Thursday, June 15, 2006

UK agrees to jail Charles Taylor

The British government has agreed that former Liberian leader Charles Taylor could serve a prison sentence in the UK, if he is convicted of war crimes.
This paves the way for his trial to start in The Hague, after other European countries refused to host him.

A UN-backed tribunal in Sierra Leone, where he is in prison, wants the trial to be moved due to security fears.

Mr Taylor faces 11 war crimes charges after allegedly backing rebels in the decade-long Sierra Leone civil war.

"I was delighted to be able to respond positively to the request of the United Nations Secretary General, that, should he be convicted, Charles Taylor serve his sentence in the UK," British Foreign Minister Margaret Beckett said.


TAYLOR TIMELINE
1989: Launches rebellion
1991: RUF rebellion starts in Sierra Leone
1995: Peace deal signed
1997: Elected president
1999: Lurd starts rebellion to oust Taylor
June 2003: Arrest warrant issued
August 2003: Steps down, goes into exile in Nigeria
March 2006: Arrested, sent to Sierra Leone


However, she said new legislation would be required. Mrs Beckett said the decision showed the UK's "commitment to international justice".
The Dutch government agreed to host Mr Taylor's trial, as long as he was imprisoned in another country if he was convicted.

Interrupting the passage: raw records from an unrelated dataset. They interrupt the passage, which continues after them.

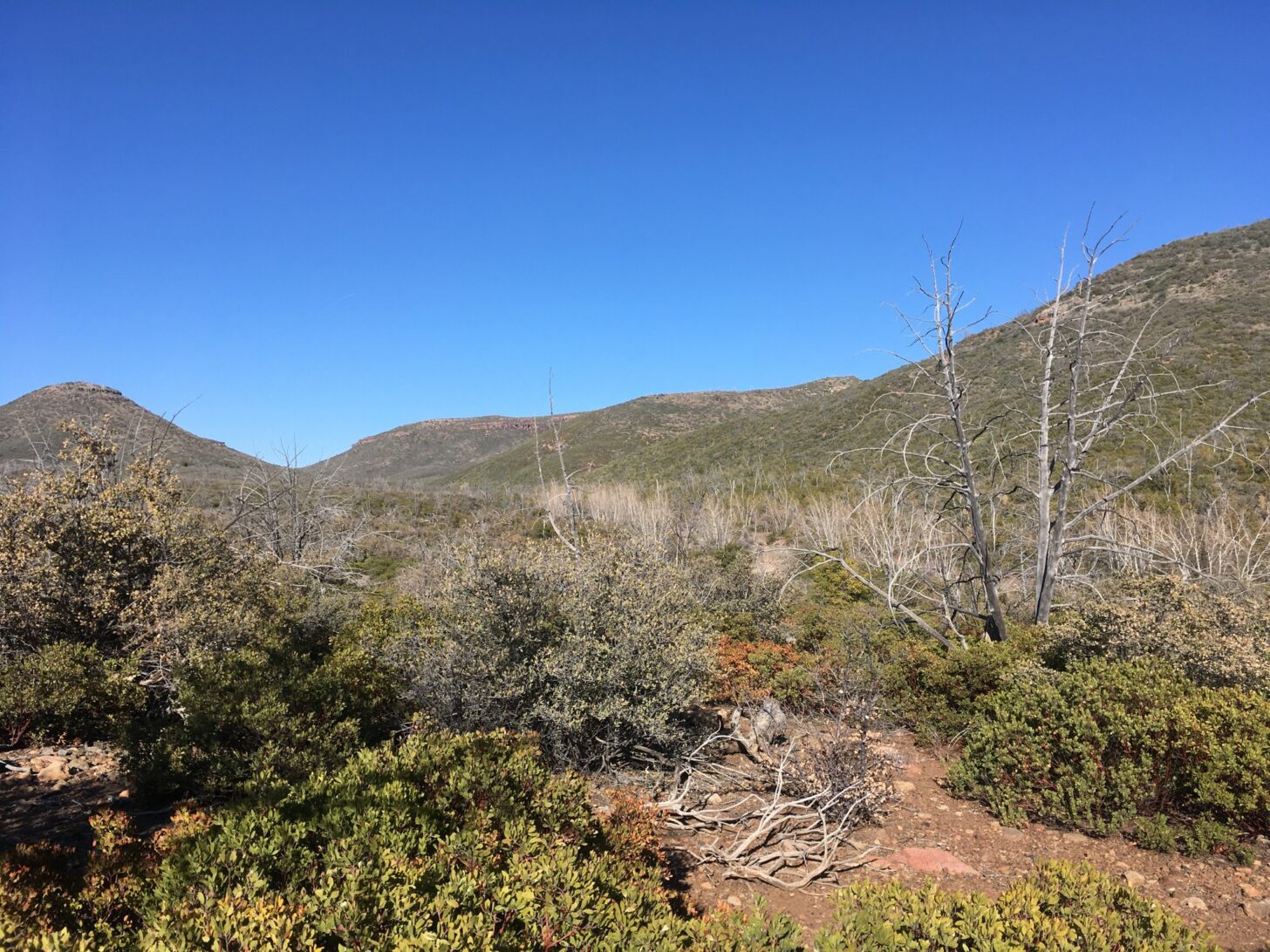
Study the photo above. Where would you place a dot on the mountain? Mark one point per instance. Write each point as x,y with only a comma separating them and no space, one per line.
28,431
501,450
1213,297
427,451
1212,294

Both Sierra Leone and Liberia are recovering from years of conflict, in which Mr Taylor played a central role.

Liberia's President Ellen Johnson-Sirleaf, who took office in January, said she feared that putting Mr Taylor on trial in West Africa could lead to renewed instability.

Britain, the former colonial power in Sierra Leone, sent troops to help oust rebels from the capital, Freetown in 2000.

Sierra Leone's Revolutionary United Front rebels were notorious for mutilating civilians, by hacking off their arms or legs with machetes.

The UK's minister for Africa, Lord David Triesman, said they started the process in Sierra Leone "and we want to finish it".

"We believe that this is a really strong - probably the strongest signal you could send anywhere in Africa - that there is no impunity, that major criminals will be brought to justice and if they are sentenced they will serve their time," he told Reuters news agency.